Kapolres Muara Enim AKBP Hendri Syaputra, S.I.K., M.H., melalui Kapolsek Gelumbang Iptu Budianto, SH, menyampaikan bahwa penanganan Karhutla dilakukan secara cepat dan bersama-sama dengan melibatkan personel Polri, TNI, pemerintah desa, Masyarakat Peduli Api (MPA), serta dukungan perusahaan.
“Begitu diketahui adanya titik api, kami langsung melakukan penanganan bersama unsur terkait. Kondisi lahan yang sebagian berupa semak belukar, rawa dan gambut membuat proses pemadaman harus dilakukan secara maksimal dan terus dipantau,” ujar Iptu Budianto.
Dalam kegiatan tersebut, personel Polsek Gelumbang bersama Bhabinkamtibmas Desa Putak Aipda Rahmad Mauludin, SH, anggota Polsek Gelumbang, Babinsa Desa Putak Serda Mujiharto, Kepala Desa Putak Marlin Kusmiran beserta perangkat desa, serta MPA Desa Putak bahu-membahu melakukan pemadaman.
Karhutla diperkirakan telah membakar lahan seluas kurang lebih 10 hektare, terdiri dari sekitar 8 hektare lahan semak belukar dan rawa dengan kondisi tanah gambut, serta sekitar 2 hektare kebun sawit milik warga bernama Kusni.
Untuk mempercepat proses pemadaman, petugas mengerahkan tiga unit mobil suplai air milik perusahaan. Polsek Gelumbang juga menyiapkan satu buah tandon, satu unit mesin Alkon, serta selang sepanjang sekitar 150 meter untuk mendukung penyemprotan ke area yang terbakar.
Salah satu upaya yang dilakukan dalam pemadaman tersebut yakni menggunakan campuran Formula X-FIRE 01. Sebanyak 10 jeriken berukuran 20 liter atau total 200 liter Formula X-FIRE 01 dicampurkan dengan sekitar 800 liter air di dalam tandon. Campuran tersebut kemudian diaduk hingga merata dan disemprotkan menggunakan mesin Alkon ke area yang terbakar.

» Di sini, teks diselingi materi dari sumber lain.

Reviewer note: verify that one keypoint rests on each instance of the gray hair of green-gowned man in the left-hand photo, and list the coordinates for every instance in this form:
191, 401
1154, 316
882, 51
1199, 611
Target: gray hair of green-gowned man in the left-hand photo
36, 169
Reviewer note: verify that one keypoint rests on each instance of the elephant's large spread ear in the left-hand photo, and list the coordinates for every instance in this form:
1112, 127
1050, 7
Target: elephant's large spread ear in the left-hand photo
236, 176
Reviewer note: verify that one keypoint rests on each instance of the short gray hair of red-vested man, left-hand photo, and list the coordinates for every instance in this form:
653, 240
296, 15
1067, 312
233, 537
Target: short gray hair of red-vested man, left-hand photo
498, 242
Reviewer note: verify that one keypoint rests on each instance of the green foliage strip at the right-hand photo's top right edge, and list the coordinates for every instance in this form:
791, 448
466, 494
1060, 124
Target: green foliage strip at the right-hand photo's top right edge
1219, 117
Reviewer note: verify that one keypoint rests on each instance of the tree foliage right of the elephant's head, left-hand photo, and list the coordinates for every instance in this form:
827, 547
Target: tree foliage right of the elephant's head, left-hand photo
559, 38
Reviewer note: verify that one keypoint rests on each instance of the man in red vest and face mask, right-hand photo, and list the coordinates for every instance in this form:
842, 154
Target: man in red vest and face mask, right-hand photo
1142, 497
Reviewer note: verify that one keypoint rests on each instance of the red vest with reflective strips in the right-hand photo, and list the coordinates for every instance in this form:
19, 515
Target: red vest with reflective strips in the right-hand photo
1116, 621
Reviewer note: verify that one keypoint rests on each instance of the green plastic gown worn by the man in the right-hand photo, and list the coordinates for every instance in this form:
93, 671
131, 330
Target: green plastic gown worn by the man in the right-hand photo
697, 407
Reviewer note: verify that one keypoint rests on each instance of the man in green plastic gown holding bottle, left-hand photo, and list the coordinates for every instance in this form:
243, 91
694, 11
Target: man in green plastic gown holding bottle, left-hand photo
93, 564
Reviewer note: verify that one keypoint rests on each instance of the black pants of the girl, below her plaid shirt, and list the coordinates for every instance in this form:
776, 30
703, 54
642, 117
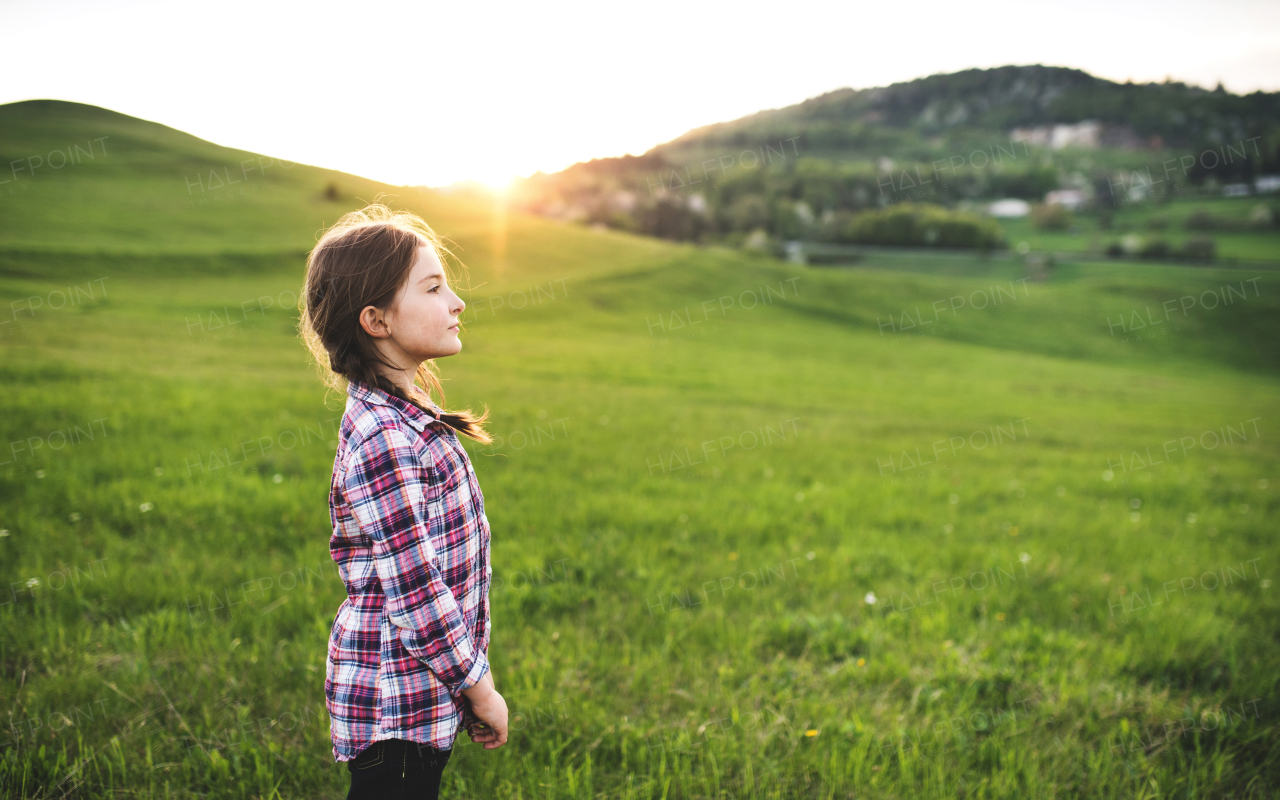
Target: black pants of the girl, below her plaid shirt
397, 770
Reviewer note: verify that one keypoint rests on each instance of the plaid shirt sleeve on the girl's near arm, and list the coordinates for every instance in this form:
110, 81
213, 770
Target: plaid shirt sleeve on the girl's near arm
386, 486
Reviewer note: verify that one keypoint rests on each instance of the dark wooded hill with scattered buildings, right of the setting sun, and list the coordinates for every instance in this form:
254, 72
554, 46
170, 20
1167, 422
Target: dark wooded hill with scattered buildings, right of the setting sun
958, 140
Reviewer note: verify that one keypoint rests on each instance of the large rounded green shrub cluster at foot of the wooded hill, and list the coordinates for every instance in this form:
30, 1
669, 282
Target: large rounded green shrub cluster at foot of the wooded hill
922, 225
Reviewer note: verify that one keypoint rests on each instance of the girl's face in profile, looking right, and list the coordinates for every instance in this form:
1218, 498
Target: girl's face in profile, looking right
424, 319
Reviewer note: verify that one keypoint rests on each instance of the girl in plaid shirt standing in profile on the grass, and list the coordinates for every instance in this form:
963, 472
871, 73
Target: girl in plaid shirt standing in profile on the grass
408, 659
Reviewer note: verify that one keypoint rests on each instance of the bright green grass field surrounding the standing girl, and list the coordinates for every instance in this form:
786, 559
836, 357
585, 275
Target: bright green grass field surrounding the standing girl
760, 531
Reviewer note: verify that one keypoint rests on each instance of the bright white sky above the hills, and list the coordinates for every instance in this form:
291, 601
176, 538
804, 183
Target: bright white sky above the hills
436, 93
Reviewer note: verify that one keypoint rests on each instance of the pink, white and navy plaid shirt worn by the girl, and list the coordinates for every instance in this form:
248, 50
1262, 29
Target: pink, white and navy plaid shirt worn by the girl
412, 541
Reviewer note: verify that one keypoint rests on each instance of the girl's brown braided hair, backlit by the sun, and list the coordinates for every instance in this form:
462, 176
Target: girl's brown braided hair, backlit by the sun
363, 262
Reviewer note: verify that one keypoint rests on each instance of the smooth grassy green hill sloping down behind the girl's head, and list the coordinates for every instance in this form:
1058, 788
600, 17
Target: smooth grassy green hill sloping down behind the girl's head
152, 193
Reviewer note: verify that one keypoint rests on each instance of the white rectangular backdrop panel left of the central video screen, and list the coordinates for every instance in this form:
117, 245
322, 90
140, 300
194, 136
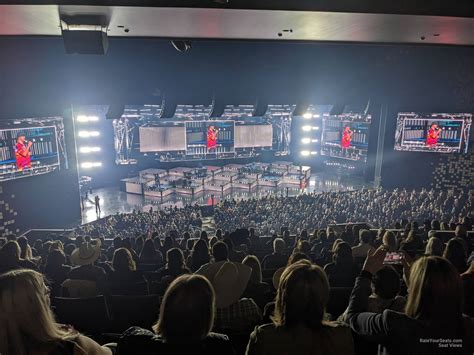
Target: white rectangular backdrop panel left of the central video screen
162, 139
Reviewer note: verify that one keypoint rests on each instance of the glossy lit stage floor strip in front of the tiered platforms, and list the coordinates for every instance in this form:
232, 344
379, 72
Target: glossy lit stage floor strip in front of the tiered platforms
113, 200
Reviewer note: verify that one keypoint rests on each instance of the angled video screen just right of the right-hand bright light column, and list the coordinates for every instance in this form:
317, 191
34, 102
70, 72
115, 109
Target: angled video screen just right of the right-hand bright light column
346, 136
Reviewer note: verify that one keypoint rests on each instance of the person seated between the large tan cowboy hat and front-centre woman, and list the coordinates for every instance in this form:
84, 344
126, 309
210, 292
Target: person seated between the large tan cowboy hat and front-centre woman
257, 290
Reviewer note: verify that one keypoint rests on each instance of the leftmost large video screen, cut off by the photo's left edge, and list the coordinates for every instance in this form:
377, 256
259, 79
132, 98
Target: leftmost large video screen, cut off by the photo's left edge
30, 147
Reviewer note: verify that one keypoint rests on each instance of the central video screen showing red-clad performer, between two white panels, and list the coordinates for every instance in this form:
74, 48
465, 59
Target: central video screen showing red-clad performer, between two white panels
209, 137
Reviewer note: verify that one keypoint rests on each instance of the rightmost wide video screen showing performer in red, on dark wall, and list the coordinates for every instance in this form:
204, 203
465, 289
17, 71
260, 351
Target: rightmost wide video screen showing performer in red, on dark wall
437, 132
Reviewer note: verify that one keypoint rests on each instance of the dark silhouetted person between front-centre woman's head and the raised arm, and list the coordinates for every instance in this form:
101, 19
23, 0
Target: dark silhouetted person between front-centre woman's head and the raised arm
342, 271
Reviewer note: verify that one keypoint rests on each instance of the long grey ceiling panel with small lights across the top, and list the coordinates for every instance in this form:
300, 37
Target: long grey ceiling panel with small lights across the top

Penyemprotan difokuskan pada areal kebakaran sekitar 30 meter x 30 meter. Upaya bersama tersebut membuahkan hasil, api pada area yang menjadi sasaran penyemprotan berhasil dipadamkan. Petugas selanjutnya melakukan pemantauan dan pendinginan guna mengantisipasi munculnya kembali titik api.

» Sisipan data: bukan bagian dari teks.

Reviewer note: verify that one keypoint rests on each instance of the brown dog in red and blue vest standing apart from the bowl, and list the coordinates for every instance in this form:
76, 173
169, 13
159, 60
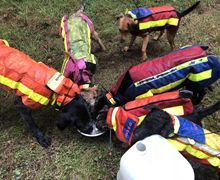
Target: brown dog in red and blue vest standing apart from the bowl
141, 22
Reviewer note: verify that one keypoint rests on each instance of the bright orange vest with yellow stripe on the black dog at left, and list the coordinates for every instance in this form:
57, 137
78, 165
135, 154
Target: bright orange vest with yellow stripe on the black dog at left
36, 83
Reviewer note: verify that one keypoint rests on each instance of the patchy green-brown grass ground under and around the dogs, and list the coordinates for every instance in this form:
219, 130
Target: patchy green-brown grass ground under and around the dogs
31, 26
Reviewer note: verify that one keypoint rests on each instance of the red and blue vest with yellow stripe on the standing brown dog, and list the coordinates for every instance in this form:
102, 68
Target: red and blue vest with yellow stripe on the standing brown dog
155, 18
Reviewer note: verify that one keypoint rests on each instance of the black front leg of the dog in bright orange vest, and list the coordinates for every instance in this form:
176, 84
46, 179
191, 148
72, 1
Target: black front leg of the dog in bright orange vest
26, 115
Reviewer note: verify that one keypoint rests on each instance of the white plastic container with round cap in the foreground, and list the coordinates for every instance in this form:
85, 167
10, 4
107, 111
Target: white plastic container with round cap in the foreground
154, 158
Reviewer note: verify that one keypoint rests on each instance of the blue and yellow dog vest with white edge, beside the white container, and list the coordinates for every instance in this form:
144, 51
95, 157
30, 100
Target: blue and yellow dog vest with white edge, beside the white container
196, 142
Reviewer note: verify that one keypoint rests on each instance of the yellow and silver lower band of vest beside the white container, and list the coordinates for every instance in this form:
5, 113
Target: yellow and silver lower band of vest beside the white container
183, 144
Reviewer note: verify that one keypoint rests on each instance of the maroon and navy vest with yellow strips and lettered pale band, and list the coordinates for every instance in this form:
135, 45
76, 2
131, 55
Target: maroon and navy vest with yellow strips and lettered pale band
190, 65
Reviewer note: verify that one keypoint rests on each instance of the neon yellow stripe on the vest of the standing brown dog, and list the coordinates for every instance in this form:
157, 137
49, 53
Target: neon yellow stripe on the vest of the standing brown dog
159, 23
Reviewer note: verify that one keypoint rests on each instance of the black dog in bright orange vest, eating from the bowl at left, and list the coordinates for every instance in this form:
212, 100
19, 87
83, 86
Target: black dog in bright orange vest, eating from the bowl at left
38, 85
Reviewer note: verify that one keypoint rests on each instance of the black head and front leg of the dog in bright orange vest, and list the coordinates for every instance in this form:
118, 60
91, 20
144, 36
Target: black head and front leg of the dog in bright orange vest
74, 113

Kapolsek Gelumbang menegaskan bahwa penanganan Karhutla tidak berhenti setelah api berhasil dipadamkan. Kondisi lahan gambut dan hembusan angin menjadi faktor yang dapat menyebabkan bara kembali muncul sehingga pemantauan tetap dilakukan secara berkelanjutan.
“Karena sebagian wilayah merupakan lahan gambut dan semak belukar, ditambah kondisi angin, potensi munculnya kembali titik api masih ada. Karena itu kami bersama pemerintah desa, MPA dan unsur terkait akan terus melakukan pemantauan,” tegasnya.
Titik panas di wilayah Desa Putak sebelumnya telah terpantau pada Rabu (16/9/2026) sekitar pukul 15.00 WIB. Menindaklanjuti informasi tersebut, unsur Kecamatan Gelumbang, Polsek Gelumbang, pemerintah Desa Putak dan MPA langsung melakukan langkah penanggulangan.
Jajaran Polres Muara Enim juga mengimbau masyarakat untuk bersama-sama mencegah Karhutla, khususnya dengan tidak membuka atau membersihkan lahan menggunakan cara membakar. Masyarakat juga diminta segera melaporkan apabila menemukan titik api agar dapat ditangani sedini mungkin.
Sinergi dan kecepatan respons menjadi kunci. Api boleh padam, tetapi kewaspadaan jangan pernah padam. Bersama menjaga lahan dan lingkungan, berarti bersama menjaga keselamatan masyarakat Kabupaten Muara Enim.